EuroBasket, gr. C: Macedończycy i Grecy poszli za ciosem
EuroBasket, gr. C: Macedończycy i Grecy poszli za ciosem
W wielkich mękach rodziło się kolejne zwycięstwo Macedończyków podczas litewskiego EuroBasketu. Zgodnie z zapowiedziami reprezentanci tego kraju chcą mocno namieszać na turnieju, a zwycięstwo nad Finlandią było do tego bardzo potrzebne. Kluczem do wygranej była postawa kapitana zespołu Pero Anticia.
Bo McCaleb trafiając dwa rzuty wolne na 5 sekund przed końcem meczu dał niezwykle ważny triumf reprezentacji Macedonii w starciu z Finlandią. Skandynawowie mieli jeszcze swoją szansę na odmianę losów tego niezwykle wyrównanego pojedynku, ale nie udało im się tego dokonać. Tradycyjnie kluczową rolę dla losów wygranej odegrał w swojej reprezentacji Pero Antic, który niepodzielnie panował na tablicach, notując aż 19 zbiórek.
- Chciałbym tylko pogratulować wszystkim zawodnikom naszej reprezentacji. Podobne słowa chciałbym skierować w stronę fanów, którzy niesamowicie nas tutaj wspierają i są naszym szóstym zawodnikiem - mówił po meczu Antic. - Jesteśmy już naprawdę mocno zmęczeni, ale w każdy kolejny mecz włożymy całe nasze serca.
W drugim meczu dnia Grecy nie mieli większych problemów z ograniem rywali z Czarnogóry. Kluczowa dla losów meczu była kwarta numer trzy, którą aktualni brązowi medaliści Starego Kontynentu wygrali aż 26:10.
Jeszcze na początku drugiej połowy meczu Czarnogóra prowadziła 33:32 po skutecznej akcji Vladimira Dasicia. Potem do głosu doszli jednak rywale, którzy zanotowali run 19:0, który wybił im zwycięstwo z głowy.

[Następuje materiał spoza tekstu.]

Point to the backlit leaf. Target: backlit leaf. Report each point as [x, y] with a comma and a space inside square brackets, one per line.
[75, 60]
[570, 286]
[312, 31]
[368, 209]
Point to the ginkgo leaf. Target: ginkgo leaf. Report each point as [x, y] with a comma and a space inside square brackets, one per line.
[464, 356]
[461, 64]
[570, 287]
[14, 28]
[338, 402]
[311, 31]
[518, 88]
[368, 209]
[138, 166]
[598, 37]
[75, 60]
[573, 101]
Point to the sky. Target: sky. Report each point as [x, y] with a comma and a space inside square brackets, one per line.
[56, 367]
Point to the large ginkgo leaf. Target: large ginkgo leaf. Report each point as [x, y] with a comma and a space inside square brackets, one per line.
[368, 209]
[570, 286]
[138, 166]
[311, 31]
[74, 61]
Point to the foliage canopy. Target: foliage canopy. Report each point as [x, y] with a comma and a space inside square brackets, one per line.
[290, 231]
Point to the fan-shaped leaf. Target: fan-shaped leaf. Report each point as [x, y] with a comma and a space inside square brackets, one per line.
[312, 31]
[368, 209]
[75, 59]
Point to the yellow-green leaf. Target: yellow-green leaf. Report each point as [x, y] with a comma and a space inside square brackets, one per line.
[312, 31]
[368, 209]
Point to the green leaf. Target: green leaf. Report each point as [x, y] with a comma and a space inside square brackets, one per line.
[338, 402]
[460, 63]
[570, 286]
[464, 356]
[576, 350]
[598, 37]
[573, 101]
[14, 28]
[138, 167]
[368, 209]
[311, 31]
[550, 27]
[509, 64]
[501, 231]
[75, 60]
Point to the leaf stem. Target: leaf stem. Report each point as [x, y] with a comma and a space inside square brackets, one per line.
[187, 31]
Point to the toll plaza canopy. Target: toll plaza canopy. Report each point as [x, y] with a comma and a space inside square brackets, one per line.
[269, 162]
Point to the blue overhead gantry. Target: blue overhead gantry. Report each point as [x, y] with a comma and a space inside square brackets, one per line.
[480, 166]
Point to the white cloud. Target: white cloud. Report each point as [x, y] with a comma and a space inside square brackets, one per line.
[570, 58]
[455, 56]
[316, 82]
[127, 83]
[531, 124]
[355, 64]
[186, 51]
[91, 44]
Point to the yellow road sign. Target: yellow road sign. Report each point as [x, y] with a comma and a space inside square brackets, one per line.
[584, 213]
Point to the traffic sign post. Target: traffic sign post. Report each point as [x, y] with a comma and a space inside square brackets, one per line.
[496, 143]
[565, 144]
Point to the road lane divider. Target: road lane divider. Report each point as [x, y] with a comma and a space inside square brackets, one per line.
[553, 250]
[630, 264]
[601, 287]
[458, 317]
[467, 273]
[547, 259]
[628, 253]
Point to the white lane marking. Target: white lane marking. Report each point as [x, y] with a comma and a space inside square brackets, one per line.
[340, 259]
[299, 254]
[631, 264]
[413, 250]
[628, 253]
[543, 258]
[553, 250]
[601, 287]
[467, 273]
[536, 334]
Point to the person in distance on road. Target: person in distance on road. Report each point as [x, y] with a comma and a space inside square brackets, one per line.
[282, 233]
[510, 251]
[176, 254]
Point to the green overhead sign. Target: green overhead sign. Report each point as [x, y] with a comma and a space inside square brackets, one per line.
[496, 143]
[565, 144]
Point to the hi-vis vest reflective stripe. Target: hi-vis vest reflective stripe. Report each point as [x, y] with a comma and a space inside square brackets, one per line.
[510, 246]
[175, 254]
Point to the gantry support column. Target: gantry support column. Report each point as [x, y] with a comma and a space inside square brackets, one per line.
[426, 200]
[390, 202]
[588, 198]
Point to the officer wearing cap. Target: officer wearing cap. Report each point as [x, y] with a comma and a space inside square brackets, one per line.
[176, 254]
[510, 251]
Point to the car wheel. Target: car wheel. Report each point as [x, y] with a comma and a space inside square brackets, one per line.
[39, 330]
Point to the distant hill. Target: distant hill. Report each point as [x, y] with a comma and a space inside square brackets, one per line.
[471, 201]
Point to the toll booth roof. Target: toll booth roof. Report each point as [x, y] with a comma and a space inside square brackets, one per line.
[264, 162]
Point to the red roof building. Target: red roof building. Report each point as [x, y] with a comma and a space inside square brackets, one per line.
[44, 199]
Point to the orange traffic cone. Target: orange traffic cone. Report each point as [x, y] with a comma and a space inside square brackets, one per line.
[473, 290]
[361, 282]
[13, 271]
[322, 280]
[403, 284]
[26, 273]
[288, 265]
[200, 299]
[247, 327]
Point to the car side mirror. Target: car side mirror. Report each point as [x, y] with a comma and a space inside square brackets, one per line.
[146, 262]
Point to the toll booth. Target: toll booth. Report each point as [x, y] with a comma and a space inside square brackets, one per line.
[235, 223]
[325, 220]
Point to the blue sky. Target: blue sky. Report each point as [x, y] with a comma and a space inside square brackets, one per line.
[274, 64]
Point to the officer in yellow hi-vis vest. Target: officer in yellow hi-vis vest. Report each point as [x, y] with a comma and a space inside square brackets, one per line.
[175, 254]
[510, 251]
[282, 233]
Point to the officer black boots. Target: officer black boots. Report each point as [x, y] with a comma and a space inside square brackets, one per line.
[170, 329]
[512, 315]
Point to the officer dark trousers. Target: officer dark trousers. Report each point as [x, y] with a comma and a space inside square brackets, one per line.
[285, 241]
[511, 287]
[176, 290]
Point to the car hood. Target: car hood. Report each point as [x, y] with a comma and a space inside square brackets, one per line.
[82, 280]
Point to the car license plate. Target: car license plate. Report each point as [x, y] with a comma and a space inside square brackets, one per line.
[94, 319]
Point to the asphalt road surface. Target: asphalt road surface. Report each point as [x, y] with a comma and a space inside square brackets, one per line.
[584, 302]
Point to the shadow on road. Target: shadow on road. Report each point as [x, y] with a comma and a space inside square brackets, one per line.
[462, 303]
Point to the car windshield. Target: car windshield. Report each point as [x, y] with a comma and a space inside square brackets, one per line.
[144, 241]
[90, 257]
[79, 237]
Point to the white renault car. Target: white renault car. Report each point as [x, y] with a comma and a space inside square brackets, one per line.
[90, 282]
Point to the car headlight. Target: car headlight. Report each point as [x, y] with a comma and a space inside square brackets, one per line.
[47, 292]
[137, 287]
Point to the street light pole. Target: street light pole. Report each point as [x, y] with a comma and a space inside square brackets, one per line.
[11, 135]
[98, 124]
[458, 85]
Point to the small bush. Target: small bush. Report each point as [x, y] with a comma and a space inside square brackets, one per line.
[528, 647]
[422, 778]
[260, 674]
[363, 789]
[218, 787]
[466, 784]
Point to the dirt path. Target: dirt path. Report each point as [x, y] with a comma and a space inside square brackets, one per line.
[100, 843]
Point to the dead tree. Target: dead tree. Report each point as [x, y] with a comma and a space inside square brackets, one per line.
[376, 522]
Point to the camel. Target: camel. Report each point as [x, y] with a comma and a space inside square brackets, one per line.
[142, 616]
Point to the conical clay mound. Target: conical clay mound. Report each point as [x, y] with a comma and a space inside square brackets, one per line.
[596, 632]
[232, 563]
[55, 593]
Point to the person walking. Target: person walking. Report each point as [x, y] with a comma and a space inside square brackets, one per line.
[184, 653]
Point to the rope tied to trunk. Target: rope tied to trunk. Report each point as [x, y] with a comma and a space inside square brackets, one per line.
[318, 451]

Wygranej w starciu z Chorwatami zawodnicy Bośni i Hercegowiny potrzebowali zwycięstwa, dlatego też wszystkie oczy zwrócone były na lidera Mirzę Teletovicia, który zawiódł dzień wcześniej w starciu z Finami. Grający w kratkę potężny rzucający Bośniaków nie zawiódł. Pojedynek zakończył z 26 punktami na koncie ocierając się dodatkowo o double-double, bowiem w statystykach zapisał jeszcze 9 zbiórek.
Wygranej nie byłoby jednak, gdyby nie fenomenalne wsparcie ze strony Henry Domercanta. Naturalizowany Bośniak zza wielkiej wody rozkręca się z meczu na mecz. Już w starciu z Finlandią był nie do zatrzymania, a w starciu z Chorwatami tylko o wyłącznie potwierdził swoją dobrą formę. Jego pięć celnych rzutów zza linii 6,75 miało niebagatelne znaczenie dla wygranej. W całym meczu podopieczni Sabita Hadzicia trafili aż trzynastokrotnie zza łuku.
Wśród pokonanych brylował podkoszowy Ante Tomic, autor 23 oczek. Drugim strzelcem zespołu był Bojan Bogdanovic, ale tutaj mocno zawiodła skuteczność, bowiem 3 celne rzuty na 11 rzutów z gry to mało pozytywny wynik.